Using ptrace to read large blocks of memory is just too much of a performance hit. Easiest solution is to alter the kernel source to be able to read/write from/to /proc/pid/mem file.
I don't remember exactely what file it was but it was changing a function to always return 1 instead of returning 1 when you're root or the program itself.

[Sednogmah]

Using ptrace to read large blocks of memory is just too much of a performance hit. Easiest solution is to alter the kernel source to be able to read/write from/to /proc/pid/mem file.

Yes, using ptrace to read is slow.

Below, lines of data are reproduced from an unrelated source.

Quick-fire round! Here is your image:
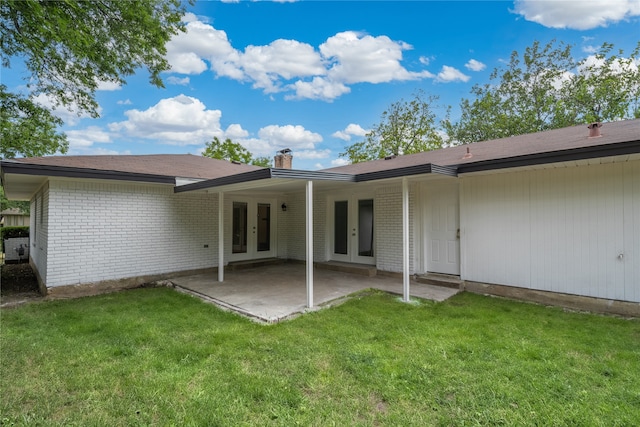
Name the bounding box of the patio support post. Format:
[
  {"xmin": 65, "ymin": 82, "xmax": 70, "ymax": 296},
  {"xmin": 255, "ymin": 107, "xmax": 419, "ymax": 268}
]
[
  {"xmin": 306, "ymin": 181, "xmax": 313, "ymax": 308},
  {"xmin": 402, "ymin": 177, "xmax": 409, "ymax": 302},
  {"xmin": 218, "ymin": 191, "xmax": 224, "ymax": 282}
]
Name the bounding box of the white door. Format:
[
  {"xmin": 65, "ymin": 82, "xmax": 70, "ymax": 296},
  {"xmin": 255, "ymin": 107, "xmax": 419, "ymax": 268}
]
[
  {"xmin": 423, "ymin": 183, "xmax": 460, "ymax": 275},
  {"xmin": 330, "ymin": 196, "xmax": 376, "ymax": 264},
  {"xmin": 230, "ymin": 199, "xmax": 276, "ymax": 261}
]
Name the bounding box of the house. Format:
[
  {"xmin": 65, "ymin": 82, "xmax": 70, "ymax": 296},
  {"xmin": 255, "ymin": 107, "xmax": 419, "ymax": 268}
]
[
  {"xmin": 0, "ymin": 120, "xmax": 640, "ymax": 314},
  {"xmin": 0, "ymin": 208, "xmax": 29, "ymax": 227}
]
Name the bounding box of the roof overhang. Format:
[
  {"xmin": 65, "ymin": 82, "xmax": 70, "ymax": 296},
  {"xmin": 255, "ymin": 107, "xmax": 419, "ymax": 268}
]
[
  {"xmin": 457, "ymin": 140, "xmax": 640, "ymax": 174},
  {"xmin": 0, "ymin": 160, "xmax": 175, "ymax": 200},
  {"xmin": 174, "ymin": 164, "xmax": 456, "ymax": 193}
]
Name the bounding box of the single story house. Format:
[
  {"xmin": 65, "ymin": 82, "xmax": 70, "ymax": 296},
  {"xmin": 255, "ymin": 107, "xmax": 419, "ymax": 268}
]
[
  {"xmin": 0, "ymin": 120, "xmax": 640, "ymax": 314},
  {"xmin": 0, "ymin": 208, "xmax": 29, "ymax": 227}
]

However you can read large chunks quickly without modifying the kernel if you use ptrace just to attach to the target process but instead of using ptrace's "PEEK" to actually read something, you open /proc/pid/mem and read with the pread(2) function.

I don't remember exactely what file it was but it was changing a function to always return 1 instead of returning 1 when you're root or the program itself.

If you use ptrace(PTRACE_ATTACH) on the target process that runs under the same UID as you are, the kernel opens /proc/PID/mem for reading.

[rootguy]

It has been a while since i used ptrace etc but isn't it so that you need to detach after you're done reading to continue the program?
With the kernel mod you just open the device with open or fopen and read/write whenever you need to without any performance loss.

After the kernel mod dependend bot i switched to a much better solution.
Loading a shared lib with LD_PRELOAD, hooking the iat PeekMessage function effectively creating a loader to load and unload other libs on demand.

I'm derailing the thread a little i think, so i have to say it's very informational. It took me a good while learning everything about X11 to get my first bot running with mouse movement and key presses.

[Torpedoes]

Just found this gem of a thread. Thanks a lot, It's going to help big time with my current project!